Monetizing the Gamers
Project Scorpio therefore could allow Microsoft to reach early Xbox One adopters who are keen to have the latest technology earlier in the cycle, compared to previous generations, while also having the cheaper Xbox One S targeting a mainstream audience.
“Project Scorpio’s native 4K gaming potential also brings it into line with more powerful gaming PCs, strengthening Microsoft’s content strategy to interconnect both Xbox console and Windows PC platforms through its Xbox Live and Play Anywhere strategies,” IHS Markit’s Harding-Rolls explained.
“Third-party publishers that are developing games for both PC and console are progressively developing 4K level content, so the overhead to develop for this new platform is not as onerous as seems at first glance,” he added. “Lastly, the power offered by Project Scorpio allows it to become a viable virtual and mixed reality platform. Compared to the Xbox One S, this will be a major differentiating capability.”
Will Gamers Buy In?
Whether gamers will embrace this update, however, is questionable. Although Project Scorpio could be attractive to early Xbox One adopters who want to upgrade to a potential PC-level VR experience, price will remain a factor.

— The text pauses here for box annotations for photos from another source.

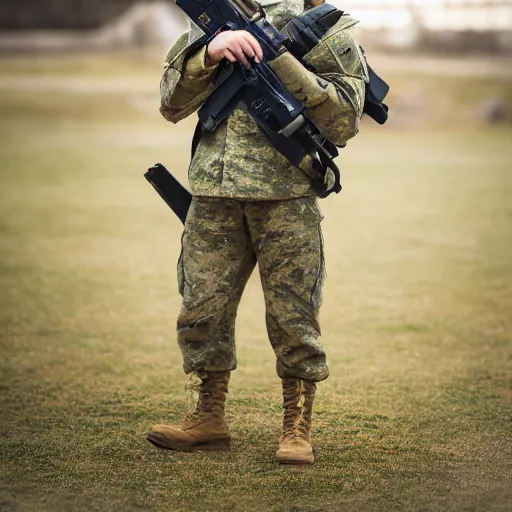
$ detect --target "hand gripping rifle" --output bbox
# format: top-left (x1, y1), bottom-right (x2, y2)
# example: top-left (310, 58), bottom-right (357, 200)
top-left (145, 0), bottom-right (343, 221)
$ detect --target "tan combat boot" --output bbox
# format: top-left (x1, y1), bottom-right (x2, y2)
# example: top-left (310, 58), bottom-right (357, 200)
top-left (147, 372), bottom-right (231, 452)
top-left (276, 379), bottom-right (316, 464)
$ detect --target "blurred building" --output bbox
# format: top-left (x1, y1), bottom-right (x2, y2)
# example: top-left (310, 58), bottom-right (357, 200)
top-left (330, 0), bottom-right (512, 52)
top-left (0, 0), bottom-right (512, 53)
top-left (0, 0), bottom-right (155, 30)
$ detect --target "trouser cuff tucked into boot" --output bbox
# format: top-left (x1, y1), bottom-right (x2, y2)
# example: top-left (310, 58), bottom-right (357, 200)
top-left (276, 379), bottom-right (316, 464)
top-left (147, 372), bottom-right (231, 451)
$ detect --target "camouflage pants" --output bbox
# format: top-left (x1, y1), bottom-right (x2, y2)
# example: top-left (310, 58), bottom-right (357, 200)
top-left (177, 197), bottom-right (329, 381)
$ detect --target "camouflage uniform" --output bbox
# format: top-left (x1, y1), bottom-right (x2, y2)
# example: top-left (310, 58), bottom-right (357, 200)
top-left (161, 0), bottom-right (367, 381)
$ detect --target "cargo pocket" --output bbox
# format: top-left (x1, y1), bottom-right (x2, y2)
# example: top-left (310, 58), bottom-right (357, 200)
top-left (311, 226), bottom-right (325, 310)
top-left (177, 233), bottom-right (185, 297)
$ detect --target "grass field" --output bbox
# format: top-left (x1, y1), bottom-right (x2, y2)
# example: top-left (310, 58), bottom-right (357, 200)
top-left (0, 49), bottom-right (512, 512)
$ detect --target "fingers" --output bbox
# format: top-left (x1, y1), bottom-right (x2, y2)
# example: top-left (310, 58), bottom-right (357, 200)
top-left (241, 30), bottom-right (263, 64)
top-left (230, 40), bottom-right (254, 69)
top-left (222, 48), bottom-right (238, 64)
top-left (227, 30), bottom-right (263, 69)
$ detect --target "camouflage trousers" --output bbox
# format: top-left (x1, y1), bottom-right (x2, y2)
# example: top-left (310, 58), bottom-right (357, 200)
top-left (177, 197), bottom-right (329, 381)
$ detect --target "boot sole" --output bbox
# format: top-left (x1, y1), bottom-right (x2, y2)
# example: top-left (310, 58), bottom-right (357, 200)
top-left (277, 459), bottom-right (315, 466)
top-left (146, 432), bottom-right (231, 452)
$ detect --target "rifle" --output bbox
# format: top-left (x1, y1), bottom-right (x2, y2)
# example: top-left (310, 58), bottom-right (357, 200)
top-left (175, 0), bottom-right (343, 197)
top-left (145, 0), bottom-right (388, 222)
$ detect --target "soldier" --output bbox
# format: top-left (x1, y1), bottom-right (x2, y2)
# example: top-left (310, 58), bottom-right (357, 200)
top-left (148, 0), bottom-right (368, 464)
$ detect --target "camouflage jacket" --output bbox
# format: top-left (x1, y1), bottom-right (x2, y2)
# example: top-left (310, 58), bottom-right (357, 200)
top-left (160, 0), bottom-right (368, 200)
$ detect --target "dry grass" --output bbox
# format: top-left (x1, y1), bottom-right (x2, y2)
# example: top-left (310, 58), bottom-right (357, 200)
top-left (0, 52), bottom-right (512, 512)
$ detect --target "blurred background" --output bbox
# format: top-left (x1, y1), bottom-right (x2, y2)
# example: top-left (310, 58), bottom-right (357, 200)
top-left (0, 0), bottom-right (512, 512)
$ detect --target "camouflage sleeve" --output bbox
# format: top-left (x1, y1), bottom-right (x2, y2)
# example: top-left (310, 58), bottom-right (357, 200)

“The high-level specs suggest that Project Scorpio will come to market at a higher price point than the PlayStation Pro launched in 2016,” said Harding-Rolls, which was US$399/399 euros/Pounds 349.
“Although the ability to deliver native 4K gaming is a boon to Microsoft and its product positioning, we have to be realistic about its sales potential at a higher price point, when for many console gamers — those without 4K displays — the improvements will be less significant,” he added.
“Based on the specs it would be quite expensive,” suggested IDC’s Ward. “It is going to be $650 minimum, as it is a very beefy machine.”
That could be acceptable to those who want a cutting-edge video machine, but that might be a rather small niche.
“If it sells more than 1 million units in Q4 2017,” said Harding-Rolls, “I think it will be doing extremely well.”